- Location: Lee Township, Timiskaming District, Ontario
- Coordinates: 48°15′19″N 80°22′00″W﻿ / ﻿48.25528°N 80.36667°W
- Part of: James Bay drainage basin
- Primary inflows: Tomwool Creek
- Primary outflows: Tomwool Creek
- Basin countries: Canada
- Max. length: 1,170 m (3,840 ft)
- Max. width: 270 m (890 ft)
- Surface area: 8.78 ha (21.7 acres)
- Surface elevation: 342 metres (1,122 ft)

= Tomwool Lake =

Lake in Timiskaming District, Ontario, Canada

Tomwool Lake is a small lake in geographic Lee Township in the Unorganized West Part of Timiskaming District, in northeastern Ontario, Canada. The lake is in the James Bay drainage basin and is on Tomwool Creek. The nearest community is Bourkes, 10.9 km to the northeast.

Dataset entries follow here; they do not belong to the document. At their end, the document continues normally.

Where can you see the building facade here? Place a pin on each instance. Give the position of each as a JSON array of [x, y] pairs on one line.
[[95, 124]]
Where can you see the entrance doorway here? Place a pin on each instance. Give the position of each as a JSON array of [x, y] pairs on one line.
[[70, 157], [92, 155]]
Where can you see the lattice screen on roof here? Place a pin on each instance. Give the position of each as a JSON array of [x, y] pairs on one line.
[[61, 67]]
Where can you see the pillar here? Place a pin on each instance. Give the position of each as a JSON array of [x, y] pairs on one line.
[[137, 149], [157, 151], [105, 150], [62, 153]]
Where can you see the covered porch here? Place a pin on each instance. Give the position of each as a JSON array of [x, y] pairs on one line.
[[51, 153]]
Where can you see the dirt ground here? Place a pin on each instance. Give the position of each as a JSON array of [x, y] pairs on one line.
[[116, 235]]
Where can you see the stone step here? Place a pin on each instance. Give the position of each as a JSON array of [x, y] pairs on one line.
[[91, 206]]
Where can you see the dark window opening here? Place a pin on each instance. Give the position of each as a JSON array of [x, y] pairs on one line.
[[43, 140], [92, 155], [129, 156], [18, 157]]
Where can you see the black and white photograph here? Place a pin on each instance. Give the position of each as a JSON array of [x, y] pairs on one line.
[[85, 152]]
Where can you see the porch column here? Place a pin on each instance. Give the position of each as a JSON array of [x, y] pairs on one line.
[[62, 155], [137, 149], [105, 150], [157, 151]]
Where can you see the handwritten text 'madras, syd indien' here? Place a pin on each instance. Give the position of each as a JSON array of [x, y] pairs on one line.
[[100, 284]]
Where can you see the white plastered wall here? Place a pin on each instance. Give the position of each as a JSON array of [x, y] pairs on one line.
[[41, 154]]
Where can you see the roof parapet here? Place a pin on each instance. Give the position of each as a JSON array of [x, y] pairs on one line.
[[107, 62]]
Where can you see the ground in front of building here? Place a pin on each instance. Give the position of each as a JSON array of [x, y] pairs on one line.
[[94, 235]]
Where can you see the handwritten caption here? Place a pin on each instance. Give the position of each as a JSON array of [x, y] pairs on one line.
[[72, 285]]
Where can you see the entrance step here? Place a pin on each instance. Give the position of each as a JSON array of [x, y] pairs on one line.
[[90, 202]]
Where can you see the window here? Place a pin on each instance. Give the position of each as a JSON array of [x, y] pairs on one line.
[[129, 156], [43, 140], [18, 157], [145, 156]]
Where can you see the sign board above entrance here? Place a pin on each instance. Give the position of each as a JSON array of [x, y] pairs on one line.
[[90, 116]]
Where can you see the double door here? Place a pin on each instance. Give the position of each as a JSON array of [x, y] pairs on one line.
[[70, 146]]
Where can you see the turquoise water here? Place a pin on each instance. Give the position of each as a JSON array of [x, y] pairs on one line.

The lake is about 1170 m long and 270 m wide. The primary inflow, at the west, is Tomwool Creek arriving from Arras Lake. There are secondary inflows at the west and east. The primary outflow, at the south, is also Tomwool Creek, which heads south. Tomwwool Creek flows via Sarsfield Creek, Meyers Lake, Woollings Creek, the Whiteclay River, the Black River, the Abitibi River and the Moose River to James Bay.